Whatever you do be sure to get good underlay for your laminate wood floor. I bought a Lennar house that was only 4 years old and had laminated wood floor in all bedrooms, dining room and office. All of them sound terrible, the cracking sound on every single step is very very annoying. I can't believe a good home builder like Lennar (Village Builders) would make this kind of mistake, but maybe the previous owner added it later, I don't know. But if the house was built like that I would call Lennar to complain & discuss about warranty issue. Looks like I would have to save some money for a redo of all of my floors

So do a search about noises first before you commit to laminate wood floor, here are some discussion & related websites. Hope it helps.

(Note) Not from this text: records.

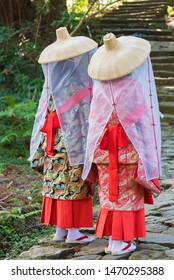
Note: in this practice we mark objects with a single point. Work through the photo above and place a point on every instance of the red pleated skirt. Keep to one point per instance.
(67, 213)
(121, 225)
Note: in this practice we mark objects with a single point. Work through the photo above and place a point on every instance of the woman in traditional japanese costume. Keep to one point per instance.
(124, 138)
(58, 140)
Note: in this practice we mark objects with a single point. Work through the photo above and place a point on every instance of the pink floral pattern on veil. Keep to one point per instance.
(131, 194)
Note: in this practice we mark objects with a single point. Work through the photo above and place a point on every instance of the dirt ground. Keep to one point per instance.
(19, 188)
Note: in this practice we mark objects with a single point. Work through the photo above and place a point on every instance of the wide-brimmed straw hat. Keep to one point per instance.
(118, 57)
(66, 47)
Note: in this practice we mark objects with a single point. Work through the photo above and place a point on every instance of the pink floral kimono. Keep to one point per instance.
(124, 143)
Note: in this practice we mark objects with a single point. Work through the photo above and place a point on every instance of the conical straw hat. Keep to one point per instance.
(66, 47)
(118, 57)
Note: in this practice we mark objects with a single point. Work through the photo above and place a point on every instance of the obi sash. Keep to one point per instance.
(113, 138)
(50, 124)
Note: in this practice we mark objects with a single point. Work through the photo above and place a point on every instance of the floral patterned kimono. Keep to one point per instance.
(122, 142)
(66, 197)
(58, 143)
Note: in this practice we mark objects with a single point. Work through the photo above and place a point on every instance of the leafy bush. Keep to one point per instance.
(16, 123)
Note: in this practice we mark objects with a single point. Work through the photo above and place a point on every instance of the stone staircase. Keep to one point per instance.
(147, 17)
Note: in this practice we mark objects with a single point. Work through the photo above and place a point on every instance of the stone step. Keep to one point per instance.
(169, 118)
(147, 37)
(119, 12)
(141, 9)
(114, 19)
(143, 31)
(145, 2)
(134, 24)
(143, 6)
(163, 66)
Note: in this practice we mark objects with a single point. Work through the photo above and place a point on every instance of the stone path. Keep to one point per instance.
(147, 18)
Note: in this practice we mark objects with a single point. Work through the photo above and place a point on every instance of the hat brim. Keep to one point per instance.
(115, 63)
(64, 49)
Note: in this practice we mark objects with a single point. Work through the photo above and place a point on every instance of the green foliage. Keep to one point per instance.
(170, 9)
(16, 123)
(18, 233)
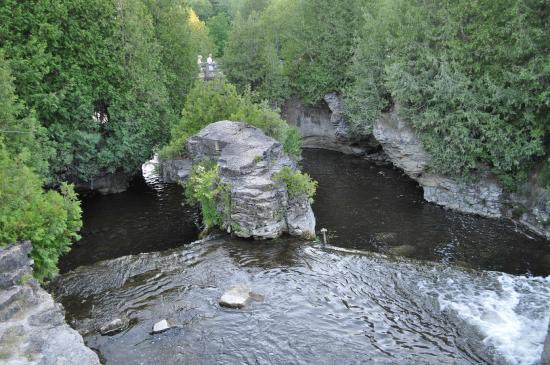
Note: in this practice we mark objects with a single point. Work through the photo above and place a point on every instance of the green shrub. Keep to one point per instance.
(210, 102)
(298, 184)
(50, 220)
(472, 78)
(205, 189)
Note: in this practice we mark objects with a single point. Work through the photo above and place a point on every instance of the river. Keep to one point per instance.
(400, 281)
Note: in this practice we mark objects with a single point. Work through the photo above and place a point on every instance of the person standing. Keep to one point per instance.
(210, 63)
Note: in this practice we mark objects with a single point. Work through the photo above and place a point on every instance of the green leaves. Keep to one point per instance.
(298, 184)
(466, 75)
(210, 102)
(205, 188)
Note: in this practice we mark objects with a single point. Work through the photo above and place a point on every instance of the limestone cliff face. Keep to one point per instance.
(32, 325)
(248, 159)
(324, 126)
(530, 205)
(404, 149)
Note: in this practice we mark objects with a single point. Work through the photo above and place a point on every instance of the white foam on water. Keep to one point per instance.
(510, 312)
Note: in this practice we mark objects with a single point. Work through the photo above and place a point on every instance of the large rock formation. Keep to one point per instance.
(174, 171)
(530, 205)
(32, 325)
(404, 149)
(324, 126)
(248, 159)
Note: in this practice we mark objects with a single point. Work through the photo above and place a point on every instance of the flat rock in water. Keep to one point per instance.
(115, 326)
(161, 326)
(236, 297)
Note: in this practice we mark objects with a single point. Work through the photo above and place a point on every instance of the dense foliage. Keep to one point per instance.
(473, 78)
(218, 100)
(106, 78)
(205, 188)
(294, 48)
(86, 88)
(50, 220)
(298, 184)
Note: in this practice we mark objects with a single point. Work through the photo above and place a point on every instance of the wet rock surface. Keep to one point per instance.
(236, 297)
(32, 325)
(324, 305)
(107, 183)
(174, 171)
(248, 159)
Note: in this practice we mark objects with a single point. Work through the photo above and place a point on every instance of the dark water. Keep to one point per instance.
(360, 299)
(147, 217)
(379, 209)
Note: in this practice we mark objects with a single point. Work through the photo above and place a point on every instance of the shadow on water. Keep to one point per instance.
(398, 283)
(149, 216)
(379, 209)
(321, 305)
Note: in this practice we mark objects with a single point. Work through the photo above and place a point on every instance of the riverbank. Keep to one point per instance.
(32, 325)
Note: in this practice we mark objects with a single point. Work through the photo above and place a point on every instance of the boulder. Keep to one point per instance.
(117, 325)
(325, 126)
(174, 171)
(161, 326)
(248, 159)
(32, 325)
(236, 297)
(107, 183)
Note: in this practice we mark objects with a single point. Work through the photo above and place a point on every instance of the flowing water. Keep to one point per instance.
(400, 281)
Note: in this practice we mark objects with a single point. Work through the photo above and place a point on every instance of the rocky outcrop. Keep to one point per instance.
(324, 126)
(530, 205)
(107, 183)
(32, 325)
(174, 171)
(248, 159)
(404, 149)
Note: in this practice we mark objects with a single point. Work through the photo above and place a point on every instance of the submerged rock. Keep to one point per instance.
(117, 325)
(174, 171)
(32, 325)
(236, 297)
(161, 326)
(248, 159)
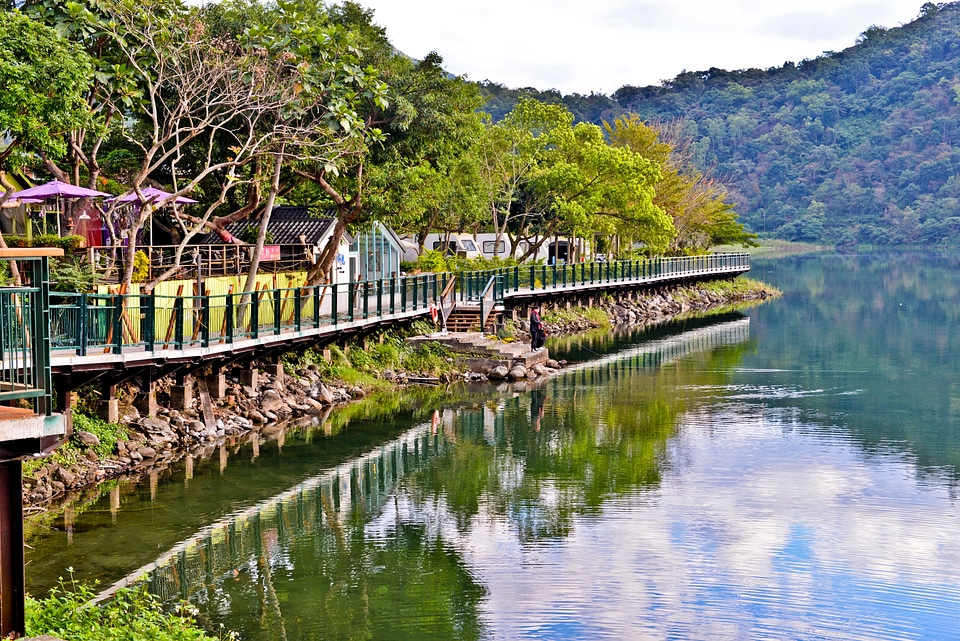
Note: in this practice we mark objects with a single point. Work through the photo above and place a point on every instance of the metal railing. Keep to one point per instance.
(208, 260)
(490, 296)
(24, 339)
(86, 323)
(533, 278)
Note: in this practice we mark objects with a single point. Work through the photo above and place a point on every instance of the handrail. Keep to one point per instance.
(24, 332)
(448, 300)
(488, 298)
(152, 322)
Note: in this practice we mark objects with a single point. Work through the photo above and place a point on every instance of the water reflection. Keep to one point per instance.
(759, 476)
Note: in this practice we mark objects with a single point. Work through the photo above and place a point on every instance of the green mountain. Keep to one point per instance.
(857, 146)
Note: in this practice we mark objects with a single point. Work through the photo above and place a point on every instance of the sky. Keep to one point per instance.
(600, 45)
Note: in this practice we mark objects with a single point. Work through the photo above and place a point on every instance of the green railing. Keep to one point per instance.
(24, 338)
(89, 323)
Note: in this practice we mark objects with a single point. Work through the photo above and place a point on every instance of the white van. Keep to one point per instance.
(462, 245)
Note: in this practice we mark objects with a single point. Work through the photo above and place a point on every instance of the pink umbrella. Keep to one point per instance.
(57, 189)
(152, 194)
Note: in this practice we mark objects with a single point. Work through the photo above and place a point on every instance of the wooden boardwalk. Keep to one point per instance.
(115, 332)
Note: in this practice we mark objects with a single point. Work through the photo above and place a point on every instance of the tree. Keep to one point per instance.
(512, 150)
(697, 203)
(42, 82)
(44, 78)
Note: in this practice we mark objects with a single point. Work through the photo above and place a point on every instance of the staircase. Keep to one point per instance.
(464, 319)
(479, 345)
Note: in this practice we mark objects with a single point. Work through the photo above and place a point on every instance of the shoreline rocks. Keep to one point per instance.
(155, 442)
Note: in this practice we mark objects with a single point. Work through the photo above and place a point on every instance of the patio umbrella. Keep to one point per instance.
(58, 190)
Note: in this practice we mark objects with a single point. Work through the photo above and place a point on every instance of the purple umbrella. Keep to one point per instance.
(152, 194)
(57, 189)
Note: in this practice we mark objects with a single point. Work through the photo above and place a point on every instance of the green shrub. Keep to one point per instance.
(432, 261)
(69, 244)
(141, 267)
(131, 615)
(108, 433)
(72, 276)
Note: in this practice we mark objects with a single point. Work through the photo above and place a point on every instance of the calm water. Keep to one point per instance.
(785, 473)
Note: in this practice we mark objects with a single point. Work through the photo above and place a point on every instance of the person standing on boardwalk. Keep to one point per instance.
(538, 336)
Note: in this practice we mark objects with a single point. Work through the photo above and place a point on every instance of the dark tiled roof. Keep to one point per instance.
(287, 224)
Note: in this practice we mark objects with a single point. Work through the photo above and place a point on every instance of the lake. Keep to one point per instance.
(786, 472)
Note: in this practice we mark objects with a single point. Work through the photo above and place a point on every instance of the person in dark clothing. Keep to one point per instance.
(538, 336)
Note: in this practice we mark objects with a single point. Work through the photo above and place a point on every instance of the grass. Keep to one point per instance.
(737, 287)
(71, 451)
(357, 365)
(594, 315)
(131, 615)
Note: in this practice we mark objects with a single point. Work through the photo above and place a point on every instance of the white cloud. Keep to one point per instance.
(604, 44)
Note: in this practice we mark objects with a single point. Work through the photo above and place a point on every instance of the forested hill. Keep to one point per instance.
(858, 146)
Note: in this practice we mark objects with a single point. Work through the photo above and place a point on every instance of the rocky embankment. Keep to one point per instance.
(154, 442)
(654, 308)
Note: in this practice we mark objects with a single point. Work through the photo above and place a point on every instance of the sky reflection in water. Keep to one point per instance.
(790, 476)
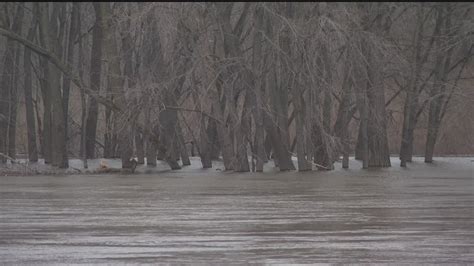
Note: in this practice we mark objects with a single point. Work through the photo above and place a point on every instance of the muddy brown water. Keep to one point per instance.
(419, 215)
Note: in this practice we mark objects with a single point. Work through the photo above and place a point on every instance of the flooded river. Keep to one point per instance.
(424, 214)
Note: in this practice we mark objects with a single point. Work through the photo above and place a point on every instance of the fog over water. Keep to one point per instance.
(420, 214)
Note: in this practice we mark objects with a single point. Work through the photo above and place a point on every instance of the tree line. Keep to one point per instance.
(244, 82)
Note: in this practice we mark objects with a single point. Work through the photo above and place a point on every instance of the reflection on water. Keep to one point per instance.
(424, 214)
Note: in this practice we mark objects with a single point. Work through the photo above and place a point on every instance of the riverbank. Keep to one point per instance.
(418, 215)
(113, 166)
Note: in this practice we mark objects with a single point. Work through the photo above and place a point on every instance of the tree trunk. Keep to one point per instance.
(95, 77)
(29, 109)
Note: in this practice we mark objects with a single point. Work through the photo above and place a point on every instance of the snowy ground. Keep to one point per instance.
(25, 168)
(420, 215)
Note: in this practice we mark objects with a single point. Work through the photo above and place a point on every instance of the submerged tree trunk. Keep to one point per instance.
(29, 109)
(95, 77)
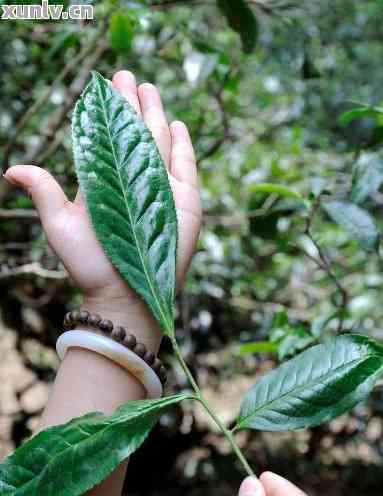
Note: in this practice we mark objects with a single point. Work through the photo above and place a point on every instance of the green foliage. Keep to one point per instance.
(69, 459)
(358, 113)
(121, 31)
(242, 19)
(277, 189)
(268, 121)
(314, 387)
(367, 177)
(128, 195)
(356, 221)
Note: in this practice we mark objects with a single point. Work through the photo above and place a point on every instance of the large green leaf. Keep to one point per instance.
(69, 459)
(356, 221)
(127, 193)
(242, 20)
(314, 387)
(367, 176)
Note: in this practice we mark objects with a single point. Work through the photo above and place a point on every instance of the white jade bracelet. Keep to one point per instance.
(115, 352)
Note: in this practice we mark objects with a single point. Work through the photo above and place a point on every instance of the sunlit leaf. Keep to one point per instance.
(69, 459)
(121, 30)
(314, 387)
(358, 113)
(258, 347)
(128, 195)
(367, 176)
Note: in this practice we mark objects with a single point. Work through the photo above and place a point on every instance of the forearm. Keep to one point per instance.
(87, 381)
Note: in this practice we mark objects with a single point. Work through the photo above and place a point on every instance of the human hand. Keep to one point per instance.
(69, 231)
(269, 484)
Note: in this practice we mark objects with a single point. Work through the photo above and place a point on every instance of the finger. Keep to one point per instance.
(79, 200)
(125, 83)
(182, 160)
(276, 485)
(46, 193)
(251, 487)
(154, 117)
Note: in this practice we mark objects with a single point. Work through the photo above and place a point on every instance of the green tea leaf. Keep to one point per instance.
(69, 459)
(358, 113)
(277, 189)
(242, 20)
(258, 347)
(128, 195)
(314, 387)
(367, 176)
(121, 30)
(356, 221)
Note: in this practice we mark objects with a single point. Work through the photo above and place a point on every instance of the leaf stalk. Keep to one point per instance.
(199, 396)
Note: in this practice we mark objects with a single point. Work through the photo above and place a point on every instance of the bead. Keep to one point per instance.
(157, 365)
(140, 350)
(119, 333)
(106, 325)
(83, 318)
(94, 319)
(149, 357)
(67, 321)
(130, 341)
(162, 374)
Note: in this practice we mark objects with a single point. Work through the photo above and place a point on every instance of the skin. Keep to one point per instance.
(83, 374)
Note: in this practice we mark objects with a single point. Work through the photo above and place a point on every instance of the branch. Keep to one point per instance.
(58, 118)
(31, 269)
(72, 64)
(324, 264)
(215, 146)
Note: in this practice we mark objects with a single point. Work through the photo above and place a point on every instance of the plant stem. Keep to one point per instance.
(199, 396)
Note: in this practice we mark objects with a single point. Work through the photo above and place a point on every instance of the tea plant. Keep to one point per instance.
(130, 203)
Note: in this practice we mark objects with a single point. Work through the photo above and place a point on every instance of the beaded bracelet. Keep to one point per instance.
(119, 334)
(115, 352)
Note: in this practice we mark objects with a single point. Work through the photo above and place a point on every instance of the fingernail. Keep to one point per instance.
(250, 487)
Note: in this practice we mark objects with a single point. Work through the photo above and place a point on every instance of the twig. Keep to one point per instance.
(58, 119)
(324, 264)
(72, 64)
(31, 269)
(214, 147)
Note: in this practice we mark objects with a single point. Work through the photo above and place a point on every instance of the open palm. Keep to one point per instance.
(67, 223)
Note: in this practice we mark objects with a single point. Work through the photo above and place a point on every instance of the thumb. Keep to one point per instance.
(276, 485)
(251, 487)
(44, 190)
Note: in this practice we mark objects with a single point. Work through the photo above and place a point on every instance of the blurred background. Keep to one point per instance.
(283, 102)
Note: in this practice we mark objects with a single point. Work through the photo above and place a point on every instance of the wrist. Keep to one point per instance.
(131, 313)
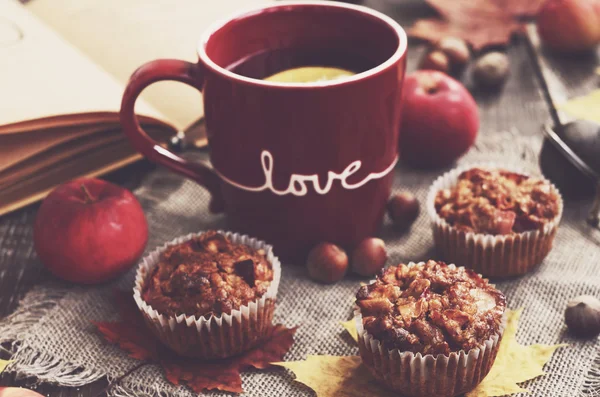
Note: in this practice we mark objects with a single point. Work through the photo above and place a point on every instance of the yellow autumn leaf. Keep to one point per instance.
(344, 376)
(584, 107)
(336, 376)
(351, 328)
(3, 365)
(514, 364)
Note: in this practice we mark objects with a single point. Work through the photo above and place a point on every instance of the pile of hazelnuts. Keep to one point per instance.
(329, 263)
(451, 55)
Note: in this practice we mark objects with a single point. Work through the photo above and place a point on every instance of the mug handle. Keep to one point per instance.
(151, 72)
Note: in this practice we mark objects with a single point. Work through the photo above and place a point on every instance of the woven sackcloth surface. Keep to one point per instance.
(54, 340)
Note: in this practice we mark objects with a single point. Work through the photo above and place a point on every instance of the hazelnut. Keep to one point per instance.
(457, 52)
(491, 70)
(435, 60)
(583, 316)
(369, 257)
(403, 209)
(327, 263)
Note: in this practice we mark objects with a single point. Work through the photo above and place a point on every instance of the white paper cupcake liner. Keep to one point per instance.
(490, 255)
(418, 375)
(211, 337)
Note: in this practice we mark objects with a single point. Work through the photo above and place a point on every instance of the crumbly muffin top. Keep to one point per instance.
(207, 275)
(431, 308)
(497, 202)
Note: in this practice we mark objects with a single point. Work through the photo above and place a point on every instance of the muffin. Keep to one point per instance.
(429, 329)
(500, 223)
(209, 295)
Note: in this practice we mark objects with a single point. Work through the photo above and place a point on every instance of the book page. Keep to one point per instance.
(43, 76)
(122, 35)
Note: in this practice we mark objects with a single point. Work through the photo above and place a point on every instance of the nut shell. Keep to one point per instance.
(327, 263)
(491, 70)
(583, 316)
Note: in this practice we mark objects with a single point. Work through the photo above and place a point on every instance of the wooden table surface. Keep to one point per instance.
(518, 106)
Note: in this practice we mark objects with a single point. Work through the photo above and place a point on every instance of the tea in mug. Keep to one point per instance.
(302, 65)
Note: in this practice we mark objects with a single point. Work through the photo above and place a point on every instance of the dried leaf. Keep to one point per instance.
(4, 364)
(584, 107)
(18, 392)
(350, 326)
(514, 364)
(333, 376)
(336, 376)
(131, 335)
(480, 22)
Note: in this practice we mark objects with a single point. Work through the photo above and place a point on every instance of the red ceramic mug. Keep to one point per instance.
(294, 164)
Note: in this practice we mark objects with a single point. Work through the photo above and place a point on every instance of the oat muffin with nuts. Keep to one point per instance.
(209, 295)
(430, 309)
(429, 321)
(497, 202)
(207, 275)
(498, 222)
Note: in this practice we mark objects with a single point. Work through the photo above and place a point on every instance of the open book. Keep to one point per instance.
(63, 67)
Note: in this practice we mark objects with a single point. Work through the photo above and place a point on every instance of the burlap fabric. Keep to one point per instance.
(55, 342)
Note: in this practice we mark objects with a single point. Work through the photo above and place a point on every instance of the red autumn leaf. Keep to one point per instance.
(131, 335)
(480, 22)
(225, 374)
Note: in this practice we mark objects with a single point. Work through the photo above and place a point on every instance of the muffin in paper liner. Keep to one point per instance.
(211, 337)
(418, 375)
(490, 255)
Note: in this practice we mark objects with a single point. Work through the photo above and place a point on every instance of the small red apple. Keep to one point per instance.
(18, 392)
(89, 231)
(439, 120)
(570, 25)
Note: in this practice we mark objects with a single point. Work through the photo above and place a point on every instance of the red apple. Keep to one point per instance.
(90, 231)
(18, 392)
(570, 25)
(439, 120)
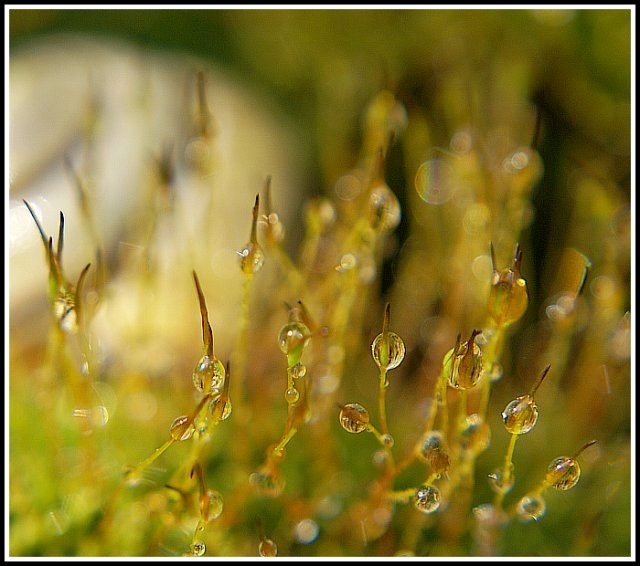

http://2coolfishing.com/ttmbforum/showthread.php?t=113351&highlight=laminate+noise

http://www.woodsthebest.com/Flooring/underlay/bestUnderlayForLaminate.htm

http://www.basingstoke.gov.uk/environment/nuisance/noise/Noise+and+Laminate+Flooring.htm


----------



## edavis (Jun 24, 2009)

check out lumber liquidators online. there are three locations in houston area that have ALOT to choose from for up to $2 less than home depot. also rent a power jamb saw from home depot. its well worth the $25 or so for 4 hours and trust me thats all the time you need. if you have a lot of doorways it is well worth it. once you get the height set you can knock each jamb out in about 30 seconds.


----------



## MustangOrange (Jul 26, 2005)

Laminate flooring is great; just finished laying about 1200 SF in my house (with the help of family). I used a Fein Saw to cut the door jams in order to get the boards flush underneath the doors. Also used the top of the line padding underneath that acts as a high decibel/moisture barrier. It's not too complicated to lay the flooring - just takes time. One of the main issues is getting the first few rows in a room done right (especially if the room is not square).


----------



## shorty70 (Jun 29, 2008)

Few things I remember from installing mine:

Make sure to shim at the walls, both long and width ways to keep it tight, and

Bring it inside your house and acclimate to the A/C before installing, for a few days.


----------